幼なじみの脳外科医とお見合いしたら、溺愛が待っていました。

 私は気を取り直してテーブルの上の花材を持つと、秀一郎さんに笑顔を向けた。

「あ、でも私が持っていったのはこのプリザーブドフラワーだったので大丈夫だったんですけどね。織部店長がすごく喜んでくれたので、また好きな花を見せたあげたくて」
「好きな花?」
「はい、ミニひまわりです」

 本当はひまわりが好きなのだけれど、瓶詰めしたいのでさすがに大きすぎる。

 ミニひまわりも鮮やかな黄色がとても綺麗なので、病室に置いて明るい雰囲気になればいいなぁと思う。

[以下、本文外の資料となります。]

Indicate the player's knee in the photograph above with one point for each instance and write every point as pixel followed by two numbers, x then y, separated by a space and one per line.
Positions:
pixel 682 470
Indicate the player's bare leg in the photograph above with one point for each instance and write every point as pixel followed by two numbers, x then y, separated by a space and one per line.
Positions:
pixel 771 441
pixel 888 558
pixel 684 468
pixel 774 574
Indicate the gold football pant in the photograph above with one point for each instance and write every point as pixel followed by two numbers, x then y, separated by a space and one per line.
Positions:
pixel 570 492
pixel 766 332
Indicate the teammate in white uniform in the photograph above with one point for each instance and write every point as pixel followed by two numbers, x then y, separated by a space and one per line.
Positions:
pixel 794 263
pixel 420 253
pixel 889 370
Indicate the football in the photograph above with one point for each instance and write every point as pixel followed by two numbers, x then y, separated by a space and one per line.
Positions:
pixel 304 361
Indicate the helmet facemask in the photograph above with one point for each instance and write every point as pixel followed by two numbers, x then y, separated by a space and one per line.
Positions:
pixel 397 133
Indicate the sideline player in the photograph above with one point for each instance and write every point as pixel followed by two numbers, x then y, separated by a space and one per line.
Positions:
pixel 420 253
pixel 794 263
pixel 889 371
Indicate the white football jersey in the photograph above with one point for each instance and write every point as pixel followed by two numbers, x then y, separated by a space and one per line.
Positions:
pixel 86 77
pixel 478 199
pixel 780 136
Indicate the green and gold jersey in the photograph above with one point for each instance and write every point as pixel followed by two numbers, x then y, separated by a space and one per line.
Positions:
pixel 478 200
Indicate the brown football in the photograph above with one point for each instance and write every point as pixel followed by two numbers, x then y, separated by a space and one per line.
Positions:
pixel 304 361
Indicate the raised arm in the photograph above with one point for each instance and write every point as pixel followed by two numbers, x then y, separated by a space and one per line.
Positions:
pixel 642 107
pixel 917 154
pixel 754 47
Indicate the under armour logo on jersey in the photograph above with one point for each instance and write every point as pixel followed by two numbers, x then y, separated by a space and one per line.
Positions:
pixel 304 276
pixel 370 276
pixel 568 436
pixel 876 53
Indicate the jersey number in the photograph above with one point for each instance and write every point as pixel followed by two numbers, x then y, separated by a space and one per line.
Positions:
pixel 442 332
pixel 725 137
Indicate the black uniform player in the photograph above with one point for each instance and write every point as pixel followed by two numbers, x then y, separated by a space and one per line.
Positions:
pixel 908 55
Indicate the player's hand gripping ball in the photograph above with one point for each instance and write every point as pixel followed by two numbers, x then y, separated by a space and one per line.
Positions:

 織部店長が少しでも好きな花に触れて、元気になってくれたらうれしい。

「きみは、毎日お見舞いに?」

 ミニひまわりを見つめていた私は、秀一郎さんの質問に顔を上げた。

「はい。織部店長は家族のような特別な存在なので、なるべく毎日うかがいたいなと思っていて」
「家族のような存在……」

 うつむき加減でつぶやいた秀一郎さんは、ドアを背にして腕を組む。

 そしてスッと前を向き、私を射貫いた。

「今の愛未の家族は、俺だろ?」

 揺るぎない眼差しで見つめられ、私は閉口する。

 まるで宝石のような漆黒の瞳に捕らえられ、目を離せない。

 ハッとするほど美しい造形に、呼吸を忘れて咳き込みそうになる。

 返事もせずにただ立ち尽くすことしかできない私を取り残し、秀一郎さんは部屋から出て行った。